Around half of respondents to a recent Nikkei survey of big Japanese manufacturers said they would reduce their dependence on Chinese suppliers. But 30% said they would expand business activity in China. Daikin Industries is investing around 1.7 billion yuan to open an air conditioner factory in Guangdong province in October 2024.

In addition to boosting production, Panasonic will develop more products tailored for Chinese consumers. It aims to halve the timeline for product development in China by fiscal 2024 -- to around eight months for new appliances and three and a half months for minor changes -- by allowing key decisions to be made there.

Chinese consumers tend to look for new features when buying appliances, which could lead Panasonic to revive ideas that never made it to market in Japan. The company recently debuted a washing machine in China that replicates washing clothes by hand. The technology was developed around a decade ago but never became a product in Japan.

Panasonic's market share in appliances languishes in the single digits in China, where local players like Haier Group and Midea Group dominate.

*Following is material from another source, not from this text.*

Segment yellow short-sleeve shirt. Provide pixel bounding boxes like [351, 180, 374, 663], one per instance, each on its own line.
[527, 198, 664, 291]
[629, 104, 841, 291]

"You can't make products and services that appeal to consumers in China unless you settle in and look at the market from the inside," said Tetsuro Homma, Panasonic's regional head for China and Northeast Asia.

With online shopping now mainstream in China, Panasonic will make more products available online and experiment with live commerce. The goal is to have at least 7 million registered users on its official e-commerce platform by fiscal 2024, up from around 2 million currently.

Panasonic's China and Northeast Asia operating company logged sales of 832.4 billion yen for the fiscal 2021. The goal is to lift this to 1 trillion yen in fiscal 2024 -- the final year of the three-year investment period -- and to increase earnings before interest, taxes, depreciation and amortization to 80 billion yen from 30 billion yen.

The Chinese economy is suffering the effects of a surge in coronavirus infections. Retail sales fell nearly 6% on the year in November, according to official data.

Analysts say consumers are tightening their purse strings against economic uncertainty. Still, the economy is seen returning to higher growth in the long term once COVID-19 infections ease.

Panasonic has stronger ties to China than many Japanese manufacturers. Its founder, Konosuke Matsushita, invited then-Chinese Vice Premier Deng Xiaoping to visit an appliance factory in Osaka in 1978. It built a TV factory in Beijing in 1987 that became China's first foreign-owned plant in the postwar period.

Many Chinese consumers are still familiar with the Songxia brand -- the Chinese rendering of the first part of Panasonic's old name, Matsushita Electric Industrial.